A obesidade e o facto de as mulheres engravidarem cada vez mais tarde está a fazer com que aumente o número de casos de diabetes gestacional.

Em Portugal, é estimado que esta patologia afete uma em cada sete grávidas. Complicação que geralmente acaba quando a mulher dá à luz, mas que aumenta o risco de vir a ter diabetes tipo 2 no futuro.

Embora tenha uma prevalência maior nos homens, as especificidades da doença no sexo feminino levaram a que o Dia Mundial da Diabetes, que se assinala hoje, fosse neste ano dedicado à mulher. "Há algo que é exclusivo das mulheres, que é o facto de poderem desenvolver diabetes na gravidez. Quando acontece, é um sinal de aviso para que possam desenvolver diabetes cinco ou dez anos depois", afirma Rui Duarte, presidente da Sociedade Portuguesa de Diabetologia. Segundo o especialista, a diabetes gestacional está a aumentar: "Há critérios mais apertados, pelo que há mais diagnósticos; e as mulheres engravidam mais tarde, o que aumenta o risco, tal como a obesidade." Nas mulheres com mais de 40 anos, a prevalência sobe para os 15.9%.

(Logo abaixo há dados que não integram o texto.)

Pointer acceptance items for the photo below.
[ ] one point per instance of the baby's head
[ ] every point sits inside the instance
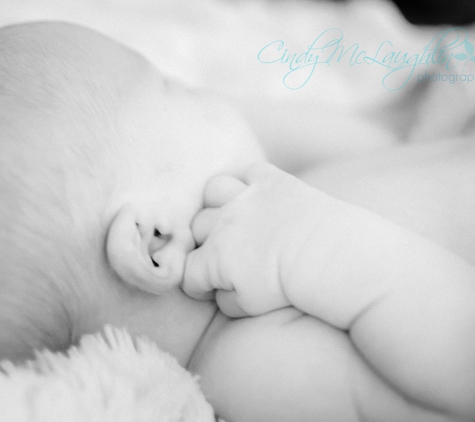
(102, 167)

Outra das especificidades, adianta Estevão Pape, coordenador do Núcleo de Estudos da Diabetes Mellitus (NEDM) da Sociedade Portuguesa de Medicina Interna, é o facto de "as mulheres terem mais longevidade do que os homens". "O que se traduz em mais idosas do que idosos com diabetes", refere. Por outro lado, refere, "são mais estáticas do que os homens, ou seja, no mundo urbano, têm menos propensão para se movimentarem".

Atualmente, é estimado que 10.9% das mulheres vivam com diabetes em Portugal. Uma realidade que Ana Maria Agostinho, de 74 anos, conhece bem, uma vez que recebeu o diagnóstico há quase 20 anos. "Tinha alguns sintomas, como tonturas e boca seca. Fiz análises e descobriram que era diabetes tipo 2", recorda ao DN. Não está dependente de insulina, mas tem de tomar cinco comprimidos por dia. "É necessário ter alguns cuidados com a alimentação, mas por vezes a tentação é maior", assume. Pica o dedo duas vezes por semana para medir a glicose, mas "quando baixa, o corpo acusa logo".